Но ты врублена шашкой навеки
в нашу память и книги
и в блещущий вечный гранит.
По весенним ночам
оживают бумага и камень,
со страниц и кладбищ
воскрешенное ржанье звучит.
Бьют копытами кони,
почуяв отталую землю,
рвутся в поле…
Им хочется
мирную землю пахать.
С КИРГИЗСКОГО
Темиркул Уметалиев
366. АРКЫТ
Навеки проклят королевский строй,
нет красоты в короне золотой, —
зачем же ты в своем стихотворенье
сравнил Аркыт с короной, сверстник мой?
Зеленый шум его ветвистых крон
живей и чище всяческих корон.
Мой милый край, наш край высокогорный
из соловьев и листьев сотворен.
И ханы, и цари, и короли
в небытие бесславное ушли,
а ты опять цветешь, благоухая,
лесная сказка неба и земли.
Ты словно свадьба вешняя, Аркыт,
ты всем, прекрасен и для всех открыт.
Трель соловьев твоих, не умолкая,
в моей душе магически звучит.
Мне по сердцу твой лиственный наряд,
естественней, чем он, — найдешь навряд.
Чужды тебе и золото, и пурпур,
продажный блеск покоев и палат.
Твой утренний стремительный ручей
журчит, как песня, в памяти моей.
Я не отдам одной зеленой ветки
за одеянья ханов и царей.
Кубанычбек Маликов
367. ЛИРИКА
Не за бумагой и столом —
Я лириком в то время стал,
Когда взрывчаткой и кайлом
В горах дорогу пробивал.
Пусть о влюбленных день и ночь
Поэты-лирики поют,
А для меня в любом труде
Любовь и лирика живут.
Живи же, лирика моя,
Не угасай, не умирай
И вечным пламенем своим
Сердца и души согревай.
С ТАДЖИКСКОГО
Мирзо Турсун-заде
368. ВЕКОВОЙ ДУБ
Могучий дуб, ты прожил семь веков
под сенью проходящих облаков.
Но до сих пор, как в ранние года,
твоя листва шумна и молода.
Случилось мне войти в счастливый день
под эту историческую тень.
Шумит его былинная листва,
как будто бы старинные слова,
и прошлые событья наяву
мне светятся сквозь вечную листву.
Я слушаю его рассказ о том,
как он служил Хмельницкому шатром,
как мчались в битву, выдернув клинки,
чубатые казацкие полки.
Семи столетий ты свидетель был
и ничего на свете не забыл.
Недвижный сторож неба и земли,
перед тобой столетья протекли.
Осталось семь столетий позади
с тех пор, как жил великий Саади.
Здесь расстилался утренний туман,
а там в те дни писался «Гулистан».
Могучий дуб, свидетель тех времен,
ты в будущее время устремлен.
Семьсот метельных приднепровских зим,
и всё же ты остался молодым.
Живи, шуми.
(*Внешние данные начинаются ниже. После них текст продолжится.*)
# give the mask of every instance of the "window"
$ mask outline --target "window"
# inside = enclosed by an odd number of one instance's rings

И этот братский край
своим зеленым шумом украшай!
Абдумалик Бахори
369. ВАХШСКАЯ ЗЕМЛЯ
Давным-давно, в какой-то прошлый век,
жил одинокий старый человек.
Он жил тихонько в хижине своей
под мирной сенью ивовых ветвей.
Однажды утром, покорясь судьбе,
он срезал посох ивовый себе.
И посох тот лишившемуся сил —
хотя б отчасти — юность возвратил.
Вот почему уже на склоне дней
решил старик проведать сыновей.
И тотчас же — про посох не забудь! —
отправился в благословенный путь.
Вот он уже — а путь неближним был —
на землю Вахша медленно вступил.
Вот он уже, не сразу, а с трудом,
нашел сыновний неприметный дом.
И у калитки — прям, а не сутул —
свой посох в землю вахшскую воткнул.
Гостя в кругу внимательно-родном,
он вспомнил вдруг о посохе своем.
А посох тот, хоть малый срок прошел,
за этот срок едва ли не расцвел.
Из почвы щедрой набираясь сил,
он прямо в недра корни пропустил…
Я вам изустный дедовский рассказ
переложил, как слышал, без прикрас.
Теперь пора о том повествовать,
что самому случилось увидать.
Как тот старик, не в шутку, а всерьез
затосковал я по Долине роз.
И в тот же день, собравшись поскорей,
поехал в гости к родине своей.
В краю освобожденного труда
кипела урожайная страда.
Его народ — а он совсем не мал —
на картах хлопка хлопок собирал.
Трудились тут едва ли не с зари
и героини и богатыри.
Тебя, мой край, в советский этот век
преобразил советский человек.
Отсюдова, как на осенний пир,
везут гранаты и везут инжир.
Из тех траншей, что выкопаны тут,
лимоны золотистые цветут.
Течет отсюда белая мука
и белые потоки молока.
Попробуй-ка исчислить без труда
всё, что дает привахшская страда.
Наверно, нету ни в одной из стран
такой долины, мой Таджикистан.
Она лежит на утренней земле,
как дастархан на праздничном столе.
Шохмузаффар Едгори
370. ПОСОХ СТАРОСТИ
Шествуют куда-то напрямик
оба-два — старуха и старик.
Шествуют бок о бок, не спеша,
как одна взаимная душа.
То ли он наперсницу забот
под руку внимательно ведет;
то ли, понимания полна,
помогает спутнику она.
Смолоду на дворике села
их любовь, как яблонька, росла.
А теперь надежно служит
им обоюдным посохом одним.
С ТАТАРСКОГО
Фатих Карим
371. «Не повторяй: „Люблю, люблю“…»
Не повторяй: «Люблю, люблю»,—
признания — пустяк,
а сердце первую любовь
почувствует и так.
Оно почувствует само —
ты любишь или нет.
Оно не ожидает слов,
без слов дает ответ.
Ты даже не заметишь сам,
опомнясь лишь потом,
как губы сблизятся твои
с ее безмолвным ртом.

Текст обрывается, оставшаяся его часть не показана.